We’re beyond grateful. As in – many, many of us who attended the June 27 announcement won’t be around, or at least working, when generations to come benefit from this project. You know, plant a tree for someone you’ll never meet so they can enjoy the shade it gives long after you’re gone.

“We do big things in Kansas City, due in large part to the generosity and vision of people like Charlie and (his brother) Kent Sunderland and the Sunderland Foundation,” said Bob Page, president and CEO of The University of Kansas Health System. This was the largest gift the health system or the university had ever received.

When it comes to buildings – brick, mortar, glass and steel – it’s fascinating to study their use. As an example, longtime Kansas City mainstay Sprint, which merged with T-Mobile, at one time had dozens and dozens of buildings spread throughout the city before building a new world headquarters in Johnson County. (Coincidentally, its original “world headquarters” is now the health system’s Westwood Campus at Shawnee Mission Parkway and Rainbow Boulevard.)
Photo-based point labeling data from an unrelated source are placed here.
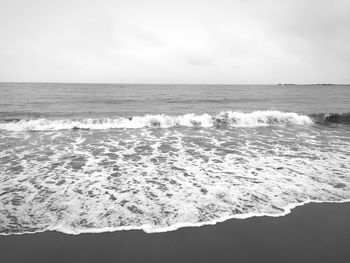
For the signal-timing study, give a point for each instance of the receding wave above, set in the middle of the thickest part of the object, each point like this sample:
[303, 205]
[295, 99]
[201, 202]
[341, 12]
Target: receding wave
[223, 119]
[342, 118]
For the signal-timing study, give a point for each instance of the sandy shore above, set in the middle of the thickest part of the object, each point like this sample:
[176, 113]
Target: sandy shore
[312, 233]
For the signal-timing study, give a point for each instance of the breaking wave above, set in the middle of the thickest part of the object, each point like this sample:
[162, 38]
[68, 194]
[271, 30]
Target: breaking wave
[223, 119]
[343, 118]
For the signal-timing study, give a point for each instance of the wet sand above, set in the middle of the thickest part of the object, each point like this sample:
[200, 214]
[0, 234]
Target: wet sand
[312, 233]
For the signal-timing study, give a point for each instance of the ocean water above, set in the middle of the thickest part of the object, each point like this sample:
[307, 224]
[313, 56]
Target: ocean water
[85, 158]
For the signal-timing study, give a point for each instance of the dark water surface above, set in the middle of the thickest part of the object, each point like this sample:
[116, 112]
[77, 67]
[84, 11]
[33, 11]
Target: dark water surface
[93, 158]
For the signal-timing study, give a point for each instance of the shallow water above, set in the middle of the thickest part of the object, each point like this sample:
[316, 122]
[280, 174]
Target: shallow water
[72, 163]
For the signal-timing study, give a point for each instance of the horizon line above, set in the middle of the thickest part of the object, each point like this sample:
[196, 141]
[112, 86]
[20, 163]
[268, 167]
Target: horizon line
[198, 84]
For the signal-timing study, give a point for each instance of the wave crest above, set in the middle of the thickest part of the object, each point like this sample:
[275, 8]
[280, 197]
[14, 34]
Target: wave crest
[228, 118]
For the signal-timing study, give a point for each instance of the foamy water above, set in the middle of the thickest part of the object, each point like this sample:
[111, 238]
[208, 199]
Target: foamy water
[160, 172]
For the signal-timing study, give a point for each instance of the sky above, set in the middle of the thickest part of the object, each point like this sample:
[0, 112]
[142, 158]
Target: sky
[179, 41]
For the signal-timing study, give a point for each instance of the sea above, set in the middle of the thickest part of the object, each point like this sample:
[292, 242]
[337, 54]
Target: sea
[89, 158]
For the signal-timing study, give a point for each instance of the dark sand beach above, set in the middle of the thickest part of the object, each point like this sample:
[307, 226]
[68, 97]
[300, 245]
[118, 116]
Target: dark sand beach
[311, 233]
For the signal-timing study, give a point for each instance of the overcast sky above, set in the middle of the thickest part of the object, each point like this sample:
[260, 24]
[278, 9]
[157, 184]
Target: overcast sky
[179, 41]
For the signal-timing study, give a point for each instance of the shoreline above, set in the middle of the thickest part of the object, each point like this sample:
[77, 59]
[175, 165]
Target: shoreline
[314, 232]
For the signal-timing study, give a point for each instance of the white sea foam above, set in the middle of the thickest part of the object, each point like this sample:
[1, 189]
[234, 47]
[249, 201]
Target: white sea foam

The University of Kansas Cancer Center is not a single building either but a collection of places where scientists research, educators teach and clinicians treat. It’s long been the goal to find that one place where they could all collaborate. There’s no getting around it; being able to walk down the hall to confer will lead to breakthroughs.

Multiple cancer locations will remain. And there are no guarantees, of course. But not one person at the announcement thought the long game was anything less than eventual cure for cancer.

Giving people the opportunity to receive such a high level of quality cancer treatment close to home is a gift like no other ... I’m grateful for the foundation’s role in making this possible.

Charlie Sunderland, Sunderland Foundation

A destination of hope

“Our vision is for The University of Kansas Cancer Center to be a beacon of hope and a global destination for both those with cancer and for scientists and clinicians seeking to cure cancer,” said Dr. Roy Jensen, cancer center director. “This building will be a hub that brings together leading-edge patient care and innovation as we seek to transform both cancer care and cancer research in our quest to cure cancer – together.”

Groundbreaking won’t be for some time yet, and the center (with a successful capital campaign) will be built in phases. The announcement comes just less than a year after the last cancer milestone within the KU umbrella. Just last July, the cancer center received “comprehensive” designation from the National Cancer Institute.

That got everybody’s attention, locally and nationally. It just so happened that Dr. Lawrence Tabak, acting director of the National Institutes of Health, found himself in Kansas City the day of the announcement and joined the dais of speakers. He spent much of the day with our leadership and U.S. Sen. Jerry Moran of Kansas. Moran’s office announced a few months ago he had secured $43 million in funding for the project.

With $143 million in the bank and more commitments known but not announced yet, these are exciting times. Bricks, mortar, steel and glass are pretty on paper and should be breathtaking against the Kansas City skyline.

The real beauty is the hope that exists for the person we don’t know who needs cancer care. They haven’t been born yet.